De Britse indierockband The 1975 brak in 2013 plotsklaps door met hun self-titled debuutalbum. Sindsdien lijkt de carrière van het kwartet uit Manchester één grote zegetocht te zijn, die de band vanavond voor de tweede keer in iets meer dan een jaar naar de AFAS Live brengt. Dit opnieuw ter ondersteuning van het populaire tweede album met de ambitieuze titel I Like It When You Sleep, for You Are So Beautiful Yet So Unaware of It.

Bakvissen

Het concert had oorspronkelijk in januari moeten plaatsvinden, maar werd verplaatst wegens conflicterende agenda’s. Fans hebben dus even wat langer geduld moeten hebben, maar het is zover: om klokslag negen uur doven de lichten en klinkt het intro ‘The 1975’, een verlengde versie om extra spanning op te bouwen. Er word luidkeels gegild door de vele tienermeisjes die aanwezig zijn. Veel van hen lagen al uren van tevoren voor de zaal, maar doordat de AFAS verre van uitverkocht is lukt het ook laatkomers nog om een prima plekje in de menigte te vinden.

Zo’n doelgroep heeft z’n voor- en nadelen: enerzijds is het type bakvis door alle hysterie niet altijd serieus te nemen, anderzijds kennen de fans alle liedjes wel woord voor woord en wordt er met ieder nummer leuk meegedaan. Gelukkig begint The 1975 zelf ook lekker met de funky single ‘Love Me’ en het dansbare ‘UGH!’. De jongens hebben podiumsetting uit de videoclip van ‘UGH!’ meegenomen, wat visueel bijzonder aantrekkelijk is. De lichtshow is dik in orde en op de achtergrond worden mooie beelden getoond, wat goed past bij de sfeer van de muziek.

Retro

Muzikaal haalt de band veel inspiratie uit elektronische poprockbandjes uit de jaren ’80 en ’90. Je hoort The Smiths en The Cure, met invloeden van Duran Duran en INXS erdoorheen. Vast niet geheel ontoevallig lijkt frontman Matt Healy, met zijn retro uiterlijk en nonchalante houding, dan ook aardig op een modern liefdeskind tussen Robert Smith en Simon Le Bon. De zanger danst erop los en eist vanavond een hoofdrol op in de podiumpresentatie van de band.

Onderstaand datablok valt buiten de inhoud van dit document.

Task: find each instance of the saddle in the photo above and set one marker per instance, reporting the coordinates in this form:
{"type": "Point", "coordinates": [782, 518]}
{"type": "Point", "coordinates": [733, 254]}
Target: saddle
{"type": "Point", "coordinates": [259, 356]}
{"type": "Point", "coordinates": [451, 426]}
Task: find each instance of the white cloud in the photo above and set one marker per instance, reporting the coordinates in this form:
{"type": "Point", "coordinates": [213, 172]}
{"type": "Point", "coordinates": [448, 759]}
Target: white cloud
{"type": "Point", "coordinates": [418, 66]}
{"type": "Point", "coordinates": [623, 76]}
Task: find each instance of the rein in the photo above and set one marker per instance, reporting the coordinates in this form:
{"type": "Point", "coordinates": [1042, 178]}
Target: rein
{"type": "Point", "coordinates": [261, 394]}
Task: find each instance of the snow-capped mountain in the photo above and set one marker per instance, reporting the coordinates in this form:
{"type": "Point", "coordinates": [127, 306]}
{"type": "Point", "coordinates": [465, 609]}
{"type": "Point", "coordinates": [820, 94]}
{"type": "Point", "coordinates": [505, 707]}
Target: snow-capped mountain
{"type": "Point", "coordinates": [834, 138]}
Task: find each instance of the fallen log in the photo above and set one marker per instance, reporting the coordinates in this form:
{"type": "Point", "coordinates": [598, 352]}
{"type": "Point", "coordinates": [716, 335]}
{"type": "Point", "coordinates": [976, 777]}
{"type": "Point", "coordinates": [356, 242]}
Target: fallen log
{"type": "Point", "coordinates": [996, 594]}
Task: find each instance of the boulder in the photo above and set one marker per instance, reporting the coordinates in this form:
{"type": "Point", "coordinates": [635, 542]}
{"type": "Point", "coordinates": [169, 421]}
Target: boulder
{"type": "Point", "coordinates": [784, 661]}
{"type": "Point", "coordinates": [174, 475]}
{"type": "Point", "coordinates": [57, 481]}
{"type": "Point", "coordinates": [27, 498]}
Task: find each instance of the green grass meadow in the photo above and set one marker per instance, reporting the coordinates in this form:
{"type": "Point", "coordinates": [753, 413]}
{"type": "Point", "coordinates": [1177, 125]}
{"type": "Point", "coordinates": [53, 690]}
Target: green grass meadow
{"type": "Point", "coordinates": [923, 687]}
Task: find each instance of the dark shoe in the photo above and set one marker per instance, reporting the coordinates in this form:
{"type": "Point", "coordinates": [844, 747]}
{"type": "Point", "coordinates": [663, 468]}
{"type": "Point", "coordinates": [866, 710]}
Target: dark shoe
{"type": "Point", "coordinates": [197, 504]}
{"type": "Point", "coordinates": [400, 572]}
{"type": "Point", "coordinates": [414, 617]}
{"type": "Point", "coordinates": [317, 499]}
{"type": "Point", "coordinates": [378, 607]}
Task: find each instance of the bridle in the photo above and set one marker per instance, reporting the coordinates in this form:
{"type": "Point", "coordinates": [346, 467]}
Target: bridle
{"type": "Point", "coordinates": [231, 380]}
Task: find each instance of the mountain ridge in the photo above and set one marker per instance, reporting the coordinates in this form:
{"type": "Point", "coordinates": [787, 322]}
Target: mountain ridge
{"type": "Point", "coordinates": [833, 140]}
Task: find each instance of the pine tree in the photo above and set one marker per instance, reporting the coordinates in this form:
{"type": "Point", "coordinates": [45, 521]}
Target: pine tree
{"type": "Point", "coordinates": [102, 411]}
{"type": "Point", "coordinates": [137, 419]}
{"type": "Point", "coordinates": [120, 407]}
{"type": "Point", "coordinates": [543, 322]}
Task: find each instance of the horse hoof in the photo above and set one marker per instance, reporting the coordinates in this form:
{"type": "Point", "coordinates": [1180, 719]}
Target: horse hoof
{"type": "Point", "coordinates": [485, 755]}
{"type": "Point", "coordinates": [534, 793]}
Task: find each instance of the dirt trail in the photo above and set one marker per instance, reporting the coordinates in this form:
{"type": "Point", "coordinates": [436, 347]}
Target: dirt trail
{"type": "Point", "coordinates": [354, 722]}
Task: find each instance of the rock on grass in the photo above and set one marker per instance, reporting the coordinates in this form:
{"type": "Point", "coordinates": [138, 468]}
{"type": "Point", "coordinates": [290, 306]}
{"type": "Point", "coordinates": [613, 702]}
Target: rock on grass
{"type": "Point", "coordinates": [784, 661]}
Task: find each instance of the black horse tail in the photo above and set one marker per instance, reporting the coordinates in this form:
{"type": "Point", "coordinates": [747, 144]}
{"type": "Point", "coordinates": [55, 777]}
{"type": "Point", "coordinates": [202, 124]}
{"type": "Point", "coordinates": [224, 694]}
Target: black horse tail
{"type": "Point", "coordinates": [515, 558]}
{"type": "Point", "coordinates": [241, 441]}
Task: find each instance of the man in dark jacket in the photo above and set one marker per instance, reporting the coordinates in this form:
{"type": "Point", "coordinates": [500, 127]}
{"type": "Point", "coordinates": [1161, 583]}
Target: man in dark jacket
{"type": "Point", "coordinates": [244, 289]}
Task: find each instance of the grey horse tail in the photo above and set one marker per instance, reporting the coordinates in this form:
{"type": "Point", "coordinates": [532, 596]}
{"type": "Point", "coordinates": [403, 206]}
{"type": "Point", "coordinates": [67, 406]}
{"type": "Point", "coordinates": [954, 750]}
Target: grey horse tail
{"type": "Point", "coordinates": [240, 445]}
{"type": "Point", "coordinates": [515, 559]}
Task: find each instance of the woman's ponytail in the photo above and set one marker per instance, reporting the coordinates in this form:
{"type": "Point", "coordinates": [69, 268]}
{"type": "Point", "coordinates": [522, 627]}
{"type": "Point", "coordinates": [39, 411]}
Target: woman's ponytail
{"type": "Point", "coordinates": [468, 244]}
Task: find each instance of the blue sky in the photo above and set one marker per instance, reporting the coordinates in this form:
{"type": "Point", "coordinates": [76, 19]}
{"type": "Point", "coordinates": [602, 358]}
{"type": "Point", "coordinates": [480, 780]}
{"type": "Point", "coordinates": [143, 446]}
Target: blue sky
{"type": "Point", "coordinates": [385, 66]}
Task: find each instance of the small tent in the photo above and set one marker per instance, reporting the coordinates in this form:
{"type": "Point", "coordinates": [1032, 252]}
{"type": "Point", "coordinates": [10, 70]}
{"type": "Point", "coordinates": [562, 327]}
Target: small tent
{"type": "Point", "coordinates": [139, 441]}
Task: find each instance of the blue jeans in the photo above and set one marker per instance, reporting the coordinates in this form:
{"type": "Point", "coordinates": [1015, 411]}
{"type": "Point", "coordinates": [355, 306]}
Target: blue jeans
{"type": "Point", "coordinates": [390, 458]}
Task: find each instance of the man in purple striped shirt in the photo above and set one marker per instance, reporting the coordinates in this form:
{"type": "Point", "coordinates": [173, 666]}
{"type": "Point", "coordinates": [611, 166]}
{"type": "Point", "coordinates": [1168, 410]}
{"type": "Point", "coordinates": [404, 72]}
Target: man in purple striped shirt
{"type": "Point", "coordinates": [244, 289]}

Verder houdt hij zich met name de eerste helft van de show behoorlijk gedeisd. De band stelt zich bescheiden op, laat de muziek voor zich spreken en het concert kabbelt rustig voort. Totdat Healy voor ‘Loving Someone’ een pleidooi over feminisme en seksualiteit houdt, en iemand ineens een bijbel op het podium gooit. “Don’t fucking throw scripture at me while I’m talking,” bijt Healy toe, al voegt hij later toe dat hij de daad wel kan respecteren als het bedoeld was als een “anarchist manifesto”. Healy is zelf namelijk heel uitgesproken over zijn vrouwelijke kant: hij heeft een androgyn voorkomen en schuwt opvallende make-up niet.

Gewoon luisteren

De setlist telt dik 20 nummers en dat is aan de lange kant voor een groep die pas twee volwaardige studioalbums uit heeft, al wordt de tijd ook gevuld met tracks van hun EP’s én één nieuw nummer: ‘Me’, dat moet gaan verschijnen op derde album Music for Cars (gepland voor 2018). Healy verzoekt, zoals altijd, om dit nummer te spelen zonder telefoons in de lucht, opdat een mooie herinnering beter is dan een video op social media. Dat lukt hem goed, al reageert hij geërgerd als het publiek vervolgens begint mee te klappen: “Stop clapping, just listen.” Net als vroeger. Hij lapt het rookverbod aan zijn laars en steekt een sigaret op. Oók net als vroeger.

Toch voorkomen die taferelen niet dat af en toe de aandacht weg valt. Veel nummers lijken toch best wel op elkaar, de in- en outro’s zijn lang en niet alles swingt de pan uit, maar de zaal is weer helemaal bij de les als de groep het energieke ‘Sex’ speelt. Bovendien valt steeds meer op dat hoewel Healy geen begenadigd zanger is, zijn stem wel goed uit de verf komt en de rest van de band ook erg fijn staat te spelen.

Totaalervaring

The 1975 is erop gebrand een totaalervaring te bieden. De muziek, de setlist, de lichtshow, zelfs de dansjes van Healy lijken teveel ingestudeerd. Misschien is dat wat nog het meeste bijdraagt aan de veredelde boybandstatus van de jongens, maar bovenal komt het soms een beetje onnatuurlijk en pretentieus over. Het is allemaal echter een zeer kleine kanttekening bij een verder prima optreden, dat met ‘Chocolate’ en ‘The Sound’ keurig wordt afgesloten. Volgend jaar weer?